Even though they're sexy as hell


----------



## rachel (Oct 23, 2002)

They do look sexy. I've never gotten one before and I am leery of the needle but I think I'd rather do karate. Her heart really isn't in the Karate. I'm pretty much dragging her.We'll see.


----------



## kenposcum (Oct 23, 2002)

I'm not sure I understand.  Is this a kid of yours or something?
Is this an argument of Karate vs. body piercing?  Um, okay, if you fight with body piercings in, or train with them in, there is the distinct possiblity that one of them will get ripped out.
And nobody gets anything out of the martial arts if they are forced to go.
:asian:


----------



## kenposcum (Oct 23, 2002)

Oh, dur.  If you want a belly ring, go ahead and get one.  But not because your friend was too scared to get one by herself.
Just my opinion, but I don't think body piercings of any variety look sexy.  It's more like, "Look!  Somebody started a trend!  I'm a member of the herd too!"
Just my .02.
:asian:


----------



## ace (Oct 23, 2002)

I 've had mine for years 
I never have to take it out for a Fight.
><><><


----------



## Skarbromantis (Oct 23, 2002)

Tell her to beat it...and go train!

Skard1


----------



## rachel (Oct 23, 2002)

I just found out that the class I'll be in has a yellow belt, a blue belt and the rest are brown or black belts. Will be interesting


----------



## RyuShiKan (Oct 23, 2002)

> _Originally posted by rachel _
> 
> *As some of you know, I'll be starting kempo karate in a few weeks. My question is... My friend  will join with me if I get a belly ring with her. I wonder will the waistband of the gi rubbing and moving while I do my routines irritate my skin and cause an infection of will it not bother it. If it will I'll join karate without her and forget the belly ring. *




I think we might have to actually see the belly ring before we make a judgement call...


----------



## Matt Stone (Oct 23, 2002)

> _Originally posted by RyuShiKan _
> 
> *I think we might have to actually see the belly ring before we make a judgement call...   *



I wholeheartedly support this call...!  

In my experience, women tend to wear nearly _everything_ lower than men, especially younger women...  And from the women I have had the wonderful opportunity of training with, their pants rode well below their navel.

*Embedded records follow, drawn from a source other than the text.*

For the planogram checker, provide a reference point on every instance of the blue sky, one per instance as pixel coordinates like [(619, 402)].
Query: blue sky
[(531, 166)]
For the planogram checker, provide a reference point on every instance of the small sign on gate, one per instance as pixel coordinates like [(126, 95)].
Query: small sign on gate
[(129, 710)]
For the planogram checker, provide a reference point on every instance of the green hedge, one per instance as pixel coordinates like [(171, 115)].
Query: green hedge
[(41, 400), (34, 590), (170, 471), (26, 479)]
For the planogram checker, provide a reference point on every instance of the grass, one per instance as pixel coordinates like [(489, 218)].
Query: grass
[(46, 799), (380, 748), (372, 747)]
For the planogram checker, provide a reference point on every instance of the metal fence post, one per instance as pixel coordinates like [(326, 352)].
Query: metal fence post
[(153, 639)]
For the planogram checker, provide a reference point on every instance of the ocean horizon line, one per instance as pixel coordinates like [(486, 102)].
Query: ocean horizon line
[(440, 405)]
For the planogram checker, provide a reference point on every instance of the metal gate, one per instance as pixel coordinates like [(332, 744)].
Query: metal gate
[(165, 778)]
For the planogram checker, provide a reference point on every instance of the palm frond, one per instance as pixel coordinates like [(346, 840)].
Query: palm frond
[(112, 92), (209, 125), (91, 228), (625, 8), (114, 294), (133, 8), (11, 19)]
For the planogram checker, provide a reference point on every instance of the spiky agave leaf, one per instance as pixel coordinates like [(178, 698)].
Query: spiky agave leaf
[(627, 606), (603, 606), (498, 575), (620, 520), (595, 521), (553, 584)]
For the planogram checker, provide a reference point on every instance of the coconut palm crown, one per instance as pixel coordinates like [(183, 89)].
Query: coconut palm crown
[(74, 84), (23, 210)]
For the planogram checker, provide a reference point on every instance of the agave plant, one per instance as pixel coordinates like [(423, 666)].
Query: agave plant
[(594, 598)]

I don't think it is the pants, but the jacket that might cause some irritation.

Also, bear in mind that, while not taught frequently enough, the belt is NOT to be tied up below your ribs!  I have seen too many mini-mall karate schools where nearly all the students (especially the females) had their belts tied almost directly under their ribs!

The purpose for the belt is to teach you proper breathing.  It should be tied, snugly, just a few inches below the navel.  If you are exhaling properly, the knot should bob with each exhalation.

Good luck.  Keep us posted on how your training goes.

Gambarimasu.


----------



## 7starmantis (Oct 24, 2002)

> _Originally posted by rachel _
> 
> *As some of you know, I'll be starting kempo karate in a few weeks. My question is... My friend  will join with me if I get a belly ring with her. I wonder will the waistband of the gi rubbing and moving while I do my routines irritate my skin and cause an infection of will it not bother it. If it will I'll join karate without her and forget the belly ring. *



I would say get some of those new bandaids that are like gel or whatever, they are square and will deffinatly cover the bellybutton and the pericing, if your worried about it, especially if its a new piercing. I like body piercings myself, I had to take mine out for the job I have now, but in my mind I still have them!! 

About everyone telling you to forget your friend and just go, I don't know if I'm going to agree with that. If she agrees to at least go check it out, what harm is there? Maybe she will enjoy it and it could be very important in her life later on, you never know.

Just my couple cents....

7sm
PS: small nose peircings are more sexy than bellybutton ones, just for the reccord!!


----------



## Bod (Oct 24, 2002)

drag your friend along anyway. There is a huge gulf betweenthe public's perception of MA and what actually goes on, so even though she isn't that keen now, if you drag her there she may love it.


----------



## qizmoduis (Oct 24, 2002)

> _Originally posted by rachel _
> 
> *As some of you know, I'll be starting kempo karate in a few weeks. My question is... My friend  will join with me if I get a belly ring with her. I wonder will the waistband of the gi rubbing and moving while I do my routines irritate my skin and cause an infection of will it not bother it. If it will I'll join karate without her and forget the belly ring. *



Do YOU want a belly ring?  Does SHE want to take karate?


----------



## Skarbromantis (Oct 24, 2002)

> _Originally posted by rachel _
> 
> *I just found out that the class I'll be in has a yellow belt, a blue belt and the rest are brown or black belts. Will be interesting *



Also a Orange belt and Green


----------



## jfarnsworth (Oct 24, 2002)

Forget about the piercing & go into the studio and train. I'd rather hear of you learning how to protect yourself than worry about getting it ripped off by a front kick in the stomach. Of course if it were a kenpo school, (ah hem) don't forget about the ceremonial front kick after every promotion.
Jason Farnsworth


----------



## rachel (Oct 24, 2002)

You all have me worried. I read alot of bad things about kempo on here. I was joining chinese kempo. Tell me what you know please. As far as the piercing goes, I really don't want it. I'd rather do karate.


----------



## rachel (Oct 24, 2002)

Also what is this ceremonial kick about?


----------



## jfarnsworth (Oct 24, 2002)

It's only in participating american kenpo schools I believe. Anyway after the promotion you get "kicked" up to the next level. Some punch and some kick depends upon the instructor in that specific art
Jason Farnsworth


----------



## Shinzu (Oct 26, 2002)

i dont know much about chinese kempo, but it seems to me that you have your heart set on training.  if it were up to me i would weigh out the options.  if you want both then go for it.  you can always take out the belly ring.


----------



## tshadowchaser (Oct 26, 2002)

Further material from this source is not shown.